GameSpot editors' review
-
CNET editors' rating:
stars
OK
Detailed editors' rating
- Reviewed on: 11/07/2003
- Released on: 10/20/2003
- Originally published on GameSpot: The Black Mirror (PC) Review
Good voice acting can bring a game's characters to life or at the very least make a flat story seem a little livelier. As vital as it is, voice acting still seems to be an afterthought in many games. For some games, it seems like the hiring criteria are merely that the actors can speak English and can stay awake through the recording sessions. For a perfect example of how bad voice acting can almost single-handedly ruin a game, look no further than The Black Mirror, where the voice-overs are so horrid as to make the gameplay almost unbearable at times. That's actually just one of The Black Mirror's faults. It's true that the game has some real strengths, too, but the lousy voice-overs, clumsy writing, and glacial pace make it too hard to appreciate them most of the time.

The usual (boring) suspects gather at the castle.

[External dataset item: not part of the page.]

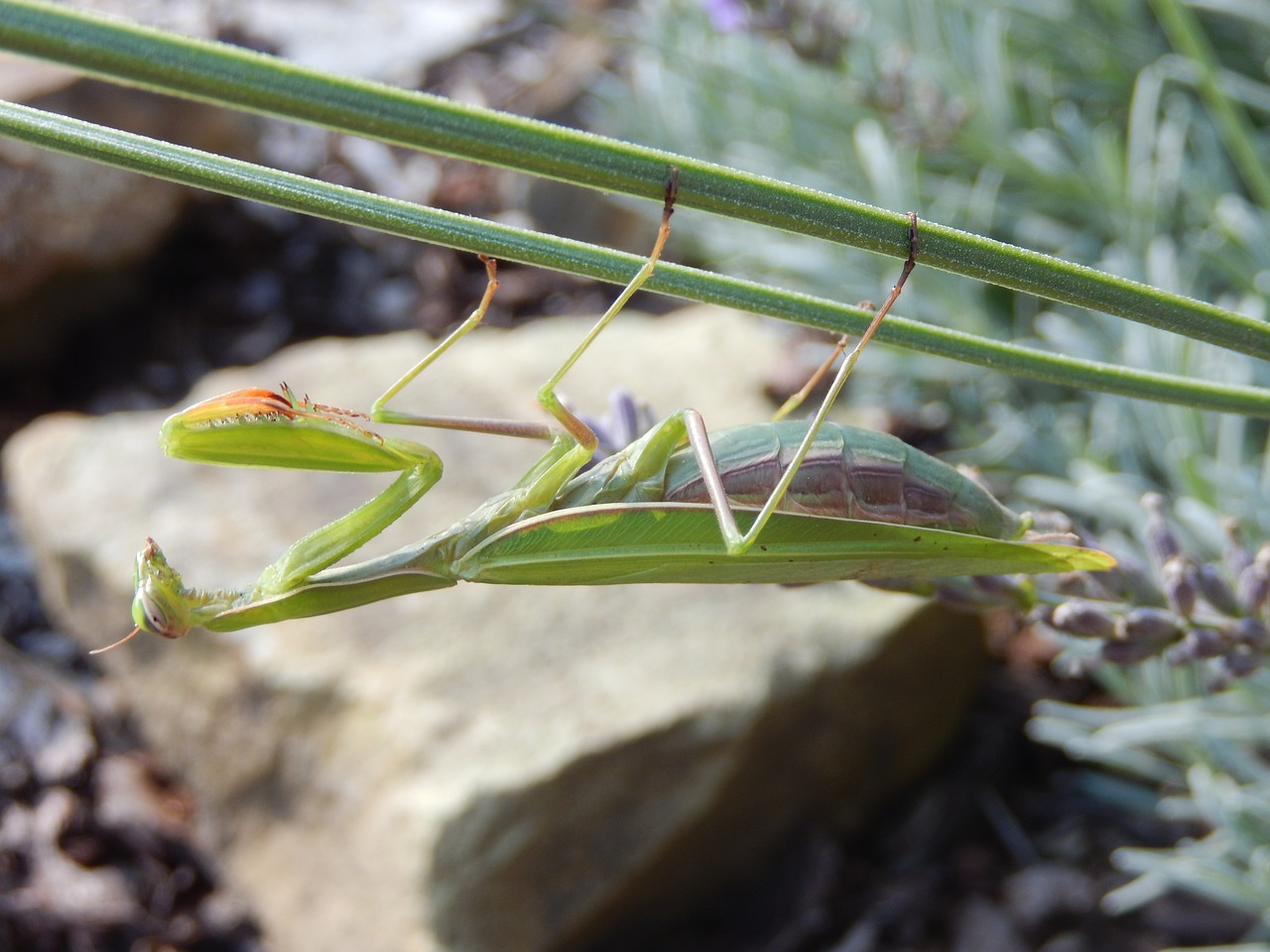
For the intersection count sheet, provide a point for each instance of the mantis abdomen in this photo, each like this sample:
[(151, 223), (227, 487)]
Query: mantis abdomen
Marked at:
[(849, 474)]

The Black Mirror's story feels like a rambling mishmash of Edgar Allan Poe, H.P. Lovecraft, Scooby Doo, and the board game Clue. You play as Samuel Gordon, scion of the ancient Gordon clan that has inhabited Black Mirror Castle in England for centuries. Samuel's grandfather, William Gordon, has died under the oddest circumstances. Prone to secrecy and increasingly odd behavior, the elder Gordon started locking himself away in one of the castle's towers, where he was researching mysterious family legends. One night someone or something made its way into the locked tower, and Gordon fell--or was pushed--out the window, impaling himself on a wrought-iron fence far below. With the family in mourning, Samuel returns to the castle and reacquaints himself with his grandmother and meets various family friends and servants, like the butler and family doctor. In his quest to get to the bottom of William's death, Samuel also explores other locales, like a quaint nearby town, an old church, a morgue, and a mine.
The Black Mirror is pitched as a nightmarish mystery, but there's precious little about it that's frightful, and you'd be hard pressed to find a less emotionally engaging game. There is one neat twist near the end of the story, but almost every character along the way is bland and forgettable; no one seems particularly real, let alone worth your interest. The game's protagonist is downright annoying with his prissy, affected mannerisms, generic appearance, and generally silly air.

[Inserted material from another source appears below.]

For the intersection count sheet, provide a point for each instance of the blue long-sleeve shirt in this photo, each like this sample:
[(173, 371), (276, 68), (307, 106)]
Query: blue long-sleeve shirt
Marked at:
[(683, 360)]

This is all doubly unfortunate because a huge chunk of The Black Mirror revolves around making Samuel have interminable conversations with everyone he meets. Talking is the main way to gather clues and to make the tediously linear story progress from point A to point B. Yet who wants to listen to such boring nonentities? Hackwork dialogue certainly doesn't help, nor does the comical propensity of many characters to avoid contractions and needlessly announce whatever they're going to do next: "I will go now," and so forth.
It's not merely the bland, unfocused writing that makes these conversations so tedious: Voice acting stumbles to a miserable new low in The Black Mirror. Almost everyone speaks in an unbearably slow, stilted, declamatory style, as if trying to explain something to a small child or give directions to a foreign tourist. Couple that with the sometimes comically posh British accents, and you get a recipe for disaster. The drying-paint pace that the actors adopt, coupled with the clunky dialogue, makes the simplest exchanges stretch out for a seeming eternity--The Black Mirror is painfully slow even by adventure-game standards. Not surprisingly, the actor who voices a grave-digger literally sounds like he was falling asleep behind the microphone during the recording sessions. Since adventure games typically lack any real action, character building is vital. Here it's almost impossible to care about the characters, both because they're fleshed out poorly and because they often sound so unrealistic or downright laughable.